Simplifying Local Network Name Resolution (LLMNR)
LLMNR (Link-Local Multicast Name Resolution) is a handy protocol that allows devices on the same local network to find each other without the need for a DNS server or any DNS configurations.
Here’s how it works:
- When a device tries to look up a name via DNS and fails, it broadcasts an LLMNR request to the local network.
- Other devices on the network listen for these requests and can respond if they know the name.
LLMNR replaces an older protocol called NetBIOS, which was commonly used in early Windows networking. NetBIOS included a feature called NBT-NS (NetBIOS over TCP/IP Name Service) for name resolution, which also kicked in when DNS failed. Like LLMNR, NBT-NS allowed devices to discover each other within a local network.
In summary, LLMNR and NBT-NS are both fallback methods for name resolution on a local network, making it easier for devices to communicate without needing extensive network configurations.
Why LLMNR is Vulnerable?
LLMNR has a security flaw – it doesn’t support authentication. This indicates that anyone on the local network can respond to LLMNR requests.
Here’s why that’s a problem:
- When a computer can’t resolve a domain name using DNS, it sends out an LLMNR query.
- Attackers can intercept these queries and respond with their own malicious information.
This vulnerability can lead to unauthorized access because the computer trusts the response it receives, even if it’s from an attacker.
Exploiting LLMNR
In real-time assessment, it is suggested to start LLMNR poisoning at the beginning of the day or before employees login to their system and let it run in the background while you continue doing recon.
LLMNR poisoning occurs when an attacker intercepts LLMNR requests on a local network. When a machine sends an LLMNR request to locate another device, the attacker responds with their own IP address or another IP address that they control. This redirects traffic to the attacker, potentially capturing the user’s NTLMv1 or NTLMv2 hashes.

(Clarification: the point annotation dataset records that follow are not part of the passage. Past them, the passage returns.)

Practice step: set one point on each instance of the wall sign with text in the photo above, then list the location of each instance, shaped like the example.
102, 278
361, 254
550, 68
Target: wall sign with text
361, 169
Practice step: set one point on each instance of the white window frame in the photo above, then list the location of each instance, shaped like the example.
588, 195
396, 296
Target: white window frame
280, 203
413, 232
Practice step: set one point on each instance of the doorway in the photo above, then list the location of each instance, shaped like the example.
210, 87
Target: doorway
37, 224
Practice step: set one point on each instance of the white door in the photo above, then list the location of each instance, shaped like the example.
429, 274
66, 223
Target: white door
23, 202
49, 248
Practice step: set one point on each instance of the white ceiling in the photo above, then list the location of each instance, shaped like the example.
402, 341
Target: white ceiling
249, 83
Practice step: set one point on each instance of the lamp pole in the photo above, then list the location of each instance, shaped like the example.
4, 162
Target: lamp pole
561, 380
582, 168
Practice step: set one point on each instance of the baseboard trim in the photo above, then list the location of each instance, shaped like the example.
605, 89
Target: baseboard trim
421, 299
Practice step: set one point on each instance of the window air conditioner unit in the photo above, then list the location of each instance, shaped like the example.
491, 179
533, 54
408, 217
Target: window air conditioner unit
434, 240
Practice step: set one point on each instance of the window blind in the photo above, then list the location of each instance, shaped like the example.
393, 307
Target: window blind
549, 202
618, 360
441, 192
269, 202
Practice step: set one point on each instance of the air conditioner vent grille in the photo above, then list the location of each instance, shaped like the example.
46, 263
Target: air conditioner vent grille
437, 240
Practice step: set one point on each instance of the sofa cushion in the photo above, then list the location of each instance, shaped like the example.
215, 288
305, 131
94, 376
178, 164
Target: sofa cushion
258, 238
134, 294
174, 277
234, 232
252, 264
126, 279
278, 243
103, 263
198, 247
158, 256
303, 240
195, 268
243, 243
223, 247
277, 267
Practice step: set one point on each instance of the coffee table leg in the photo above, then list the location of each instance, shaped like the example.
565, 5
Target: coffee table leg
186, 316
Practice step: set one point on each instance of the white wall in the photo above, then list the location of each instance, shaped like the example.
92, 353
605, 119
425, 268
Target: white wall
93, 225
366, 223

For CTF, I usually use the basic responder tool provided in Kali Linux. However, when it comes to real time engagement, I pull the most recent repo from GitHub and install it on Ubuntu OS.
Keep in mind that these steps are based entirely on real time engagements, here’s a walkthrough:
Step 1: Start your Responder
sudo python3 Responder.py -vdP -I vboxnet0
If SMB and HTTP are not already enabled in Responder.conf, turn them on.
Step 2: Capturing NTLM Hashes
When an LLMNR event occurs on the network, we can capture user’s NTLMv1 or NTLMv2 hashes.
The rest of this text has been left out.